A BJP lawmaker brought the question of unregulated online gaming to the Zero Hour session in the Senate. Concrete legislation is needed to rein in the gaming boom in India – control and tax legitimate businesses (and use the money for good causes), keep away black-market operators, and protect the youth, he argued.


A Structured Approach Is Needed in the Long Run

Sushil Kumar Modi, a veteran BJP MP in the Rajya Sabha, spoke recently on the impending need to pass a uniform code on online games. Modi insists that the current situation does not allow Government to monitor and tax a booming yet highly sensitive industry.
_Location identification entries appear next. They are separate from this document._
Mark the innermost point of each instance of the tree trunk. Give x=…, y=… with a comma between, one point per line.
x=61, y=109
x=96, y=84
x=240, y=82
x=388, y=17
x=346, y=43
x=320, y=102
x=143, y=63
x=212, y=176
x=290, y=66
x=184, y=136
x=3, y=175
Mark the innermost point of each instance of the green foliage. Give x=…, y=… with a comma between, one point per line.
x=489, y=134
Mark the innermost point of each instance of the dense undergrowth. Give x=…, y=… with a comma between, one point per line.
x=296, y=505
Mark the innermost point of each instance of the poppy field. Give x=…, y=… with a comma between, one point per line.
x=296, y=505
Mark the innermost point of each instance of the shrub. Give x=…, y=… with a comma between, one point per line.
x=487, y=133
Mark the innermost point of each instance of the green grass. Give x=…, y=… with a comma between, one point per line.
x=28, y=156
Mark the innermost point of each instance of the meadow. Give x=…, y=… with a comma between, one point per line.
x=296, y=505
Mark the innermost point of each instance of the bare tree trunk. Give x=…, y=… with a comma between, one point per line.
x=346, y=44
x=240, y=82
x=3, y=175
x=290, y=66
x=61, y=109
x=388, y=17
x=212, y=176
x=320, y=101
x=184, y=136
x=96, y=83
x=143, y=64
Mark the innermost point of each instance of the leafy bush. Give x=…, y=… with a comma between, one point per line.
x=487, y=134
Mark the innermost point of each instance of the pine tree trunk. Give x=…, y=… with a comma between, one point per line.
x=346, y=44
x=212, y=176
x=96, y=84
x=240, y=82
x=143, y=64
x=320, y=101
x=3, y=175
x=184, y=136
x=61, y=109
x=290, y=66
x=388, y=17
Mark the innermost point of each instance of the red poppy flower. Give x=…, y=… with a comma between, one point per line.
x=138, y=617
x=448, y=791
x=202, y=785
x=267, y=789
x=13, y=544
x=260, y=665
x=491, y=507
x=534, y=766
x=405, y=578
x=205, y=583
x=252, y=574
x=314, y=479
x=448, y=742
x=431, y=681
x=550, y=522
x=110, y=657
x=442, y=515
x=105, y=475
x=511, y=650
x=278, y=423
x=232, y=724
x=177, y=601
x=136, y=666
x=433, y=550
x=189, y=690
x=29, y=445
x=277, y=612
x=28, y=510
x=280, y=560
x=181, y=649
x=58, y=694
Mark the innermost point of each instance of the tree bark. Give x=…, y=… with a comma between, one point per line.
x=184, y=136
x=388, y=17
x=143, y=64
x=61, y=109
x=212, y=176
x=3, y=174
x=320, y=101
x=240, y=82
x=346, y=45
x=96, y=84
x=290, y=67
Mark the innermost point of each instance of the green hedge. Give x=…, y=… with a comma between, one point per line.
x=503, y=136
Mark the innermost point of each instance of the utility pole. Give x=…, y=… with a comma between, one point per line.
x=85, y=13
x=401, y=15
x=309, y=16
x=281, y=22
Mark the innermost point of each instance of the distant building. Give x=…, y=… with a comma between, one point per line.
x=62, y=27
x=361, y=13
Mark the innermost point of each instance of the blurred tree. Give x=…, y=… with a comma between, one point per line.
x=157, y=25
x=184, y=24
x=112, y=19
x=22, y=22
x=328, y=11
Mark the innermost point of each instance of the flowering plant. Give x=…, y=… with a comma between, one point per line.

Digital and mobile services are expanding their influence on all citizens and the economy. Young people, in particular, have a notoriously hard time getting away from their mobile phones, with many unable to distinguish between games of skill and games of chance. Users of all age groups might find it hard to control their spending on online entertainment, especially without limits and regulations imposed from authorities.

Legitimate tech businesses would also benefit from regulatory protection – from the legal online lottery in India to casual and skill games, all under threat by illegal offshore competition. Now that people play more than ever before, Modi argued that the market cannot be left without a structured framework and legal guidance from the Centre.


Noting a likeness to the unchecked growth of the crypto industry, a number of other politicians have spoken in similar terms as of late. Rajya Sabha Chairman MV Naidu urged the Communications and IT Minister to work together with the Law Ministry in finding a solution.

How Can Regulation Bring Benefits?

The comprehensive framework that the Senator invoked aims, ultimately, to set a uniform tax on all online gaming companies. However, important distinctions must be made between game types, setting requirements and limits so as to protect vulnerable consumers and groups at risk (e.g. children). Said requirements must be clear and transparent and lead to more transparency in the gaming industry.

One of the success stories of legalizing gaming is represented by the Government-run lotteries in about half of all States. While they are a huge success now, it took some time for local customs to stop feeding the illegal satta matka market. In the end, players got used to the regulated market, choosing legal lotteries consistently over foreign and black-market alternatives.

Now, there are over 430 million online gamers in India, expected to pass 650 by 2025. Given the size and potential of the market, the sheer magnitude of taxation revenue is likely to influence positively a number of government programs. Lottery levies are used to fund welfare programs and public awareness campaigns. Some authorities finance education and healthcare projects while, for smaller States, the lottery segment is a true cornerstone of local employment.

While in-app purchases are still more relevant than advertising revenues for most gaming companies, both regulators and families need to have more clarity on chance-game elements. Just like kids fall for the so-called “loot boxes” and “skin betting” for their casual video games, countless adults use their mobiles to play games for real money. The magnitude of the phenomenon requires an intervention, sooner rather than later.